The characteristics of open-loop control CNC lathe processing and closed-loop control CNC lathe processing can be selectively concentrated to form a mixed control scheme. Large-scale CNC lathe processing requires very high feed speed and return speed, as well as high precision. If only full closed-loop control is used, the transmission chain and worktable of the CNC lathe are all placed in the control link. The factors are very complicated. Although the installation and commissioning have been complicated, there are still many difficulties. To avoid these contradictions, a hybrid control method can be used.
(1) Hard-line CNC lathe processing (called ordinary CNC, namely NC). The input, interpolation, control, and other functions of this numerical control system are all realized by integrated circuits or discrete components. Generally speaking, different CNC lathes have different control circuits, so the system's versatility is poor. Because it is all composed of hardware, the functions and flexibility are also poor. This type of system was widely used before the 1970s.

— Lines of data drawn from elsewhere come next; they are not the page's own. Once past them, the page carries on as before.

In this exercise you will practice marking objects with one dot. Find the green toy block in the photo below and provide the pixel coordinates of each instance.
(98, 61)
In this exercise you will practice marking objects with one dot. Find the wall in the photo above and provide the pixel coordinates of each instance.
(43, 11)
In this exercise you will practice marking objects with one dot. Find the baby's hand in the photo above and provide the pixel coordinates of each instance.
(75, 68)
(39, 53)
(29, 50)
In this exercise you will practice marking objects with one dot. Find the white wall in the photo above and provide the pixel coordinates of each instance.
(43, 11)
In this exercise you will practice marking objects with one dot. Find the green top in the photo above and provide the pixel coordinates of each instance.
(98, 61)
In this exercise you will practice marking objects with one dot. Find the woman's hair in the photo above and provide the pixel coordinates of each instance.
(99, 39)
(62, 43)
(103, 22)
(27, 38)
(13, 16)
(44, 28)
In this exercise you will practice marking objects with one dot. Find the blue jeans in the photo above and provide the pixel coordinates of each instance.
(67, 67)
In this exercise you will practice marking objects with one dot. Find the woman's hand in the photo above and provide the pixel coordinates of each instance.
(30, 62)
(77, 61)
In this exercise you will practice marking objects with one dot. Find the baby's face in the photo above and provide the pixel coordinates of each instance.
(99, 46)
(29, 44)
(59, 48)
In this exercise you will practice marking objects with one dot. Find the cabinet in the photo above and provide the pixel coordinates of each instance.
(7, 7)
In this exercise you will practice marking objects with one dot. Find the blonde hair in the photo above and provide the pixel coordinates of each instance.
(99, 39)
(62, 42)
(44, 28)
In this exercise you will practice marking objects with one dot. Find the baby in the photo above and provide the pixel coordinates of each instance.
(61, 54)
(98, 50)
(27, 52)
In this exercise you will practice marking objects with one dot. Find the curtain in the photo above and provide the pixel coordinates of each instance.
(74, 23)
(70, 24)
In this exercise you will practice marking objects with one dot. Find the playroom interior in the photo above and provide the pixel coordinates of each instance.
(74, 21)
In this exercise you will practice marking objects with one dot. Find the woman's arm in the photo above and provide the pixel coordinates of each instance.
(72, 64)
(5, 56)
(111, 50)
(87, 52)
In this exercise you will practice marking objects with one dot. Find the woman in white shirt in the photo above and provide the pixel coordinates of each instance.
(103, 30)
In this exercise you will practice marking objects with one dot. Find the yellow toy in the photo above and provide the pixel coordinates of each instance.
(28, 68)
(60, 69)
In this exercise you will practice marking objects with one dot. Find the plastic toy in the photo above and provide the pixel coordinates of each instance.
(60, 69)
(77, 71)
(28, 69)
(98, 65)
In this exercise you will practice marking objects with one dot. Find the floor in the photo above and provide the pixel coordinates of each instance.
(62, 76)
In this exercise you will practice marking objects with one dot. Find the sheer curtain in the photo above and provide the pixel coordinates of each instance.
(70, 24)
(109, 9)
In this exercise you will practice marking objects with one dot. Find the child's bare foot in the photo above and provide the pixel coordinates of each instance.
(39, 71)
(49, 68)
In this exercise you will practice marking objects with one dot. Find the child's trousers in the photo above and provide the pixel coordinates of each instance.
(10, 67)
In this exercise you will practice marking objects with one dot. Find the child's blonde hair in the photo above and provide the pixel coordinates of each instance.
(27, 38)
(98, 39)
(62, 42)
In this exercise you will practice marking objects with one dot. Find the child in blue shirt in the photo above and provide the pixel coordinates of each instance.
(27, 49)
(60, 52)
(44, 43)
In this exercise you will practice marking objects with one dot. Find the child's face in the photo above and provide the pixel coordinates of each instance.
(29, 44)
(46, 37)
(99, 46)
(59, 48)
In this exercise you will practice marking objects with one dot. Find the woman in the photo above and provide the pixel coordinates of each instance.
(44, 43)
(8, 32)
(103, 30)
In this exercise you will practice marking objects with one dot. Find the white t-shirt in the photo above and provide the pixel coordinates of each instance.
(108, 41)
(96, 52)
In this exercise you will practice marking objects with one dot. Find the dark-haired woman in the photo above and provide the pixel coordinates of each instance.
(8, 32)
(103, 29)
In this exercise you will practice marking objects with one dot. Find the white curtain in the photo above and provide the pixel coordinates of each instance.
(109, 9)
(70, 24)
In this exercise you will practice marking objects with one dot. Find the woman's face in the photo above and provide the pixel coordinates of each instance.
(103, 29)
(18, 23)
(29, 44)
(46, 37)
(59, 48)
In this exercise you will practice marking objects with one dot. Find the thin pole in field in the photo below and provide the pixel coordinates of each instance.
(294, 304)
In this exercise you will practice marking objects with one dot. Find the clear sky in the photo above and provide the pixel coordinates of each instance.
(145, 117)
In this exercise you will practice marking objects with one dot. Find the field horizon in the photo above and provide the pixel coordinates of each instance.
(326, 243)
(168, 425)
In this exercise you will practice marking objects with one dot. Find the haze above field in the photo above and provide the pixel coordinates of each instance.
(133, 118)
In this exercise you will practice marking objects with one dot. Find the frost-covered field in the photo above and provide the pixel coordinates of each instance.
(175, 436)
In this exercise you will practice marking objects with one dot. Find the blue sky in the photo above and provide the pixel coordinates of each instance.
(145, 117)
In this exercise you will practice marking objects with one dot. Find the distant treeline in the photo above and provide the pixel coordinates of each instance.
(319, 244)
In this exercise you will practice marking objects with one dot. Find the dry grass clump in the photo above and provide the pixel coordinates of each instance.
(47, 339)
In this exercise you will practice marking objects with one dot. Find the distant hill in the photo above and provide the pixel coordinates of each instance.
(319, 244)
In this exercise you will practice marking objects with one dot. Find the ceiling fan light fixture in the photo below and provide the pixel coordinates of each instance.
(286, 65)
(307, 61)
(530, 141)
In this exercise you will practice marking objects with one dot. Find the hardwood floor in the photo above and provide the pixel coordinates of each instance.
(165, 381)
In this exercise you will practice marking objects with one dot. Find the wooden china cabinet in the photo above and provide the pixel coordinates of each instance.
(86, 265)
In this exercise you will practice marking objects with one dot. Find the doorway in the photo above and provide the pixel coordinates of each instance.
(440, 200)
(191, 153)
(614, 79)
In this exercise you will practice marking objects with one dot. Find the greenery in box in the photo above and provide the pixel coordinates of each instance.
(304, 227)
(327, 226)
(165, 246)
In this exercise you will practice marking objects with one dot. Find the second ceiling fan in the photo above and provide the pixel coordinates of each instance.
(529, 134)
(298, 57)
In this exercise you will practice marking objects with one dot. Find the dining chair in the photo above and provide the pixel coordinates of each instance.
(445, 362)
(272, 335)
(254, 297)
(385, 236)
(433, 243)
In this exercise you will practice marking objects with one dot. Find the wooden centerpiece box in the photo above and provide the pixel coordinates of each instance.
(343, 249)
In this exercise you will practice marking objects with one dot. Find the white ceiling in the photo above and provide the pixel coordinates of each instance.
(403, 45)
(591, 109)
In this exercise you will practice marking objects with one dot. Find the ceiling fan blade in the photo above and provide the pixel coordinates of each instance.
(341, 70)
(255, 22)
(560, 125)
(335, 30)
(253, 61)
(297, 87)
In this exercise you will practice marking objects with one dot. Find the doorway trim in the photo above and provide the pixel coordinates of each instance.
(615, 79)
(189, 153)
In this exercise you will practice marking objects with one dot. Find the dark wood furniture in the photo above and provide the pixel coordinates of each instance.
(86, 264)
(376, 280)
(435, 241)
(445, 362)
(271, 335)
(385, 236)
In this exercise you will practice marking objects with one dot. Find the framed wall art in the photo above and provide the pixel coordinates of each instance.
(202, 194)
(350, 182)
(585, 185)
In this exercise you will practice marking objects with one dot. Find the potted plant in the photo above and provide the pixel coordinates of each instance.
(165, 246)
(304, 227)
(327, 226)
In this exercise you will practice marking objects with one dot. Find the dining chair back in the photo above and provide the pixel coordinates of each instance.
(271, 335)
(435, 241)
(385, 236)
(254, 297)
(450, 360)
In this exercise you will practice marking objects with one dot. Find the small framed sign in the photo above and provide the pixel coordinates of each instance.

(2) Flexible wire numerical control lathe processing (also known as computer numerical control or microcomputer numerical control, CNC or MNC).
This type of system uses medium, large-scale, and very large-scale integrated circuits to form a CNC device, or a microcomputer and a dedicated integrated chip. Its main CNC functions are almost all realized by software. For different CNC lathes, only different software needs to be compiled. It can be realized, and the hardware can be almost universal. Therefore, the flexibility and adaptability are strong, and it is also convenient for mass production. Modularized software and hardware improve the quality and reliability of the system. Therefore, modern CNC lathes all use CNC devices.
The four common classifications of CNC lathe processing must be understood when performing CNC lathe processing. Only by understanding the classification of these CNC lathe processing can we better choose the appropriate CNC lathe for processing according to the shape requirements of the processed parts.